Kirkus Reviews QR Code
THE WHITSUN DAUGHTERS by Carrie Mesrobian

THE WHITSUN DAUGHTERS

by Carrie Mesrobian

Pub Date: Aug. 25th, 2020
ISBN: 978-0-7352-3195-5
Publisher: Dutton

Three young women in a rural Minnesota town navigate a pivotal summer under the watchful eye of a spirit with intimate ties to the land.

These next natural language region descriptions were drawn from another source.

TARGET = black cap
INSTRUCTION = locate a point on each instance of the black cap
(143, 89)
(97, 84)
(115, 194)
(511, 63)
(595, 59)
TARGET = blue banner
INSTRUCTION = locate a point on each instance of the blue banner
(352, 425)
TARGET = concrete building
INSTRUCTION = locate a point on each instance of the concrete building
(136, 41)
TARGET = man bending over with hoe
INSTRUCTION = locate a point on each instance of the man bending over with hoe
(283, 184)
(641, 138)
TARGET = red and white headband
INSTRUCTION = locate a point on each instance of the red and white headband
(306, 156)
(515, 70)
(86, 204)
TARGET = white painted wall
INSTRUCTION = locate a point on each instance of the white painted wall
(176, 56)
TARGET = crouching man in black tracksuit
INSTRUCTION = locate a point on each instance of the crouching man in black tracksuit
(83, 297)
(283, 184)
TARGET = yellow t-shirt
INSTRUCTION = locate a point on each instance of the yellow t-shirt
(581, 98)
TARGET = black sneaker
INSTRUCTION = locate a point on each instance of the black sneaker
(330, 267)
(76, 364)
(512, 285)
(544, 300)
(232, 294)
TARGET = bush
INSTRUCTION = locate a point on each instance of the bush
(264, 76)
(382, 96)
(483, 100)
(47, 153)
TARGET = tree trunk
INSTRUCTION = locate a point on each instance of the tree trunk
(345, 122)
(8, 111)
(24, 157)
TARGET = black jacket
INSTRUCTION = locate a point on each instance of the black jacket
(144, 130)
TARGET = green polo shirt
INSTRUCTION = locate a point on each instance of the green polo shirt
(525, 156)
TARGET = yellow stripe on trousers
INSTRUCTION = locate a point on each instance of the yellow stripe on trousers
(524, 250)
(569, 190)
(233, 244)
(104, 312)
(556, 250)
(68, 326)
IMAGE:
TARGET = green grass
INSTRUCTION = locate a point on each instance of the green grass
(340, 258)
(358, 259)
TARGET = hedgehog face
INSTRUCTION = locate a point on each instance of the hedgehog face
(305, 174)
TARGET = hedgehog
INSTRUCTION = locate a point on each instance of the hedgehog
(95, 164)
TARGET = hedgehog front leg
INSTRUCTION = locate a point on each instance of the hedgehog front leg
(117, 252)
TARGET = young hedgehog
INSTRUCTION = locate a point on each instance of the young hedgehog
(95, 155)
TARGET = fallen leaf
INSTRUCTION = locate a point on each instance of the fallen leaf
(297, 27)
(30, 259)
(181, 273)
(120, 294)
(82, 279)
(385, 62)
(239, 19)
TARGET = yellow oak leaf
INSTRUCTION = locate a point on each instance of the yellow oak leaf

Midwife Carna and her daughter, Poppy, live with Carna’s Unitarian minister sister, Violet, and her daughters, Daisy and Lilah. The younger cousins love Poppy as a sister. Jane, a long-ago Irish immigrant whose spirit watches over the girls, thinks of them in the “colors of horses.” Poppy is a “golden palomino, prancing, arrogant.” Lilah, the second oldest, is a “flossy white unicorn, shimmering in her slightness,” and Daisy, the youngest, a girl who feels most at home among nature, is a “cautious dark bay whose eyes are always watching.” Jane, who narrates, focuses largely on 15-year-old Daisy, who dreams of Jane. After all, Jane was only 15 herself when she lost her sister, Bess, while aboard a ship to America. She married Bess’ intended, who couldn’t truly love her as a wife, and fell wildly, disastrously in love with Patrick, a stable hand in her husband’s employ. Emphasis is placed on the parallels between Jane’s life and the lives of the Whitsun girls: the complexities and joys of love and sex, unplanned pregnancies, mental illness, and the trials that women and girls often endure at the expense of their minds and bodies. All characters are assumed white.

A lush and beautifully written treat for readers of historical and contemporary fiction alike.